Der Kabarettist Andreas Vitásek und die Neos-Vorsitzende Beate Meinl-Reisinger sprachen im "Wohnzimmer" des 25hours-Hotels in Wien unter anderem über den Zwölfstundentag.

Foto: Heribert Corn

STANDARD: Herr Vitásek, Sie haben 2013 vor der Nationalratswahl getippt und sind fast richtig gelegen. Mit einer Fehlprognose, Sie haben damals erwartet, dass die Neos nicht ins Parlament kommen. Die neue Partei hat es aber auf Anhieb geschafft, und Sie sagten: "Anscheinend gibt es ein Bedürfnis nach einer neoliberalen Wirtschaftspartei wie dem LIF oder der Steger-FPÖ." Klingt so, als ob Sie selbst keine "neoliberale Wirtschaftspartei" gebraucht hätten. Und jetzt? Was fangen Sie mit den Neos an?

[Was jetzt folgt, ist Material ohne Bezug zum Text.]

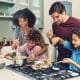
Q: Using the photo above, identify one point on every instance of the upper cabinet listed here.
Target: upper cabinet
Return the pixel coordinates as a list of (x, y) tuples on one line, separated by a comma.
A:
[(37, 7), (6, 8)]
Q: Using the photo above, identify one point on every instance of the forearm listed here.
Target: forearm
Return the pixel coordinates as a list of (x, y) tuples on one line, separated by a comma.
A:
[(75, 64), (41, 51)]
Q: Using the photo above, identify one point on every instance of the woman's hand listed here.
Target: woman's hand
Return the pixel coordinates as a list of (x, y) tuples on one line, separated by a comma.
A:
[(49, 34), (55, 40), (68, 60), (15, 43)]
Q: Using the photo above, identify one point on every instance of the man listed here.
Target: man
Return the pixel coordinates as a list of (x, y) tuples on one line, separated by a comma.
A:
[(63, 25)]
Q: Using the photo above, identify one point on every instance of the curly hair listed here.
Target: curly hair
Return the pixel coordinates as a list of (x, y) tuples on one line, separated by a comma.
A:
[(57, 7), (34, 35), (26, 14)]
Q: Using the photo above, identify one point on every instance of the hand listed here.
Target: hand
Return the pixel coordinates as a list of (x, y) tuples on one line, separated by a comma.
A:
[(68, 60), (32, 57), (55, 40), (49, 34), (15, 43)]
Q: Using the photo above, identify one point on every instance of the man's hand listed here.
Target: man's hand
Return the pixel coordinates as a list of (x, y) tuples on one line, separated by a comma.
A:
[(68, 60)]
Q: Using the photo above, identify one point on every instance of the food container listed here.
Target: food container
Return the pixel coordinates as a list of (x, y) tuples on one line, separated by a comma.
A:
[(2, 64)]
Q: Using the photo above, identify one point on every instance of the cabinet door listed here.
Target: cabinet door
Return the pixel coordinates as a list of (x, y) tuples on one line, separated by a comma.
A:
[(6, 29)]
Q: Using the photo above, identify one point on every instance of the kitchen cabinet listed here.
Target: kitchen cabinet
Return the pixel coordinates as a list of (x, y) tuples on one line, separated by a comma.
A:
[(6, 8)]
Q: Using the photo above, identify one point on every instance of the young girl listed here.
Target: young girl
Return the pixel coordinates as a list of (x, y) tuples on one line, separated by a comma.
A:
[(24, 20), (32, 46), (74, 47)]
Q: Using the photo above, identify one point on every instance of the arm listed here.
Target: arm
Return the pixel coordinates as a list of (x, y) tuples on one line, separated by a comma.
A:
[(43, 47), (70, 61), (57, 40)]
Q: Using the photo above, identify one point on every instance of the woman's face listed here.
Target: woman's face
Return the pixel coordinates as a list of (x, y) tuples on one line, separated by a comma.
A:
[(76, 41), (57, 17), (23, 22), (30, 44)]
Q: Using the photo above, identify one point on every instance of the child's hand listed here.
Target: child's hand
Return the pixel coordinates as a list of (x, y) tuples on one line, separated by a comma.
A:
[(68, 60), (32, 57), (55, 40)]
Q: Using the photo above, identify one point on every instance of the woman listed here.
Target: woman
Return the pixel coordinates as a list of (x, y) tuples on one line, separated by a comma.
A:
[(24, 21)]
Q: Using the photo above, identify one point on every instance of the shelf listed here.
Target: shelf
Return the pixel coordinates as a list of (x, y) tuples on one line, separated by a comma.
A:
[(9, 3), (25, 4), (6, 17)]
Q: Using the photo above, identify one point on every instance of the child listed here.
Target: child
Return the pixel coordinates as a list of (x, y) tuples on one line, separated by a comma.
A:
[(7, 50), (32, 46), (74, 47)]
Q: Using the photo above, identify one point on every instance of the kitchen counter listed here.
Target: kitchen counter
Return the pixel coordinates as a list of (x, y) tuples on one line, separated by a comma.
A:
[(6, 74), (11, 74)]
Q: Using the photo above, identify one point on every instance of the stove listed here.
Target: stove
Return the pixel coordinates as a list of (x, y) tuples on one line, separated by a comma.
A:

Vitásek: Das Hauptthema ist, die Neos zu verorten, und ich glaube, das ist im Moment auch das Hauptthema für die Neos, zu zeigen, wo sie sind. Das geht natürlich nur über Abgrenzung, und da sich eh alles in der Mitte beziehungsweise rechts der Mitte drängt, ist da ein bisschen wenig Platz ... Was mir gut gefällt, ist die liberale Gesellschaftspolitik. Was mir weniger gefällt, ist die neoliberale Wirtschaftspolitik.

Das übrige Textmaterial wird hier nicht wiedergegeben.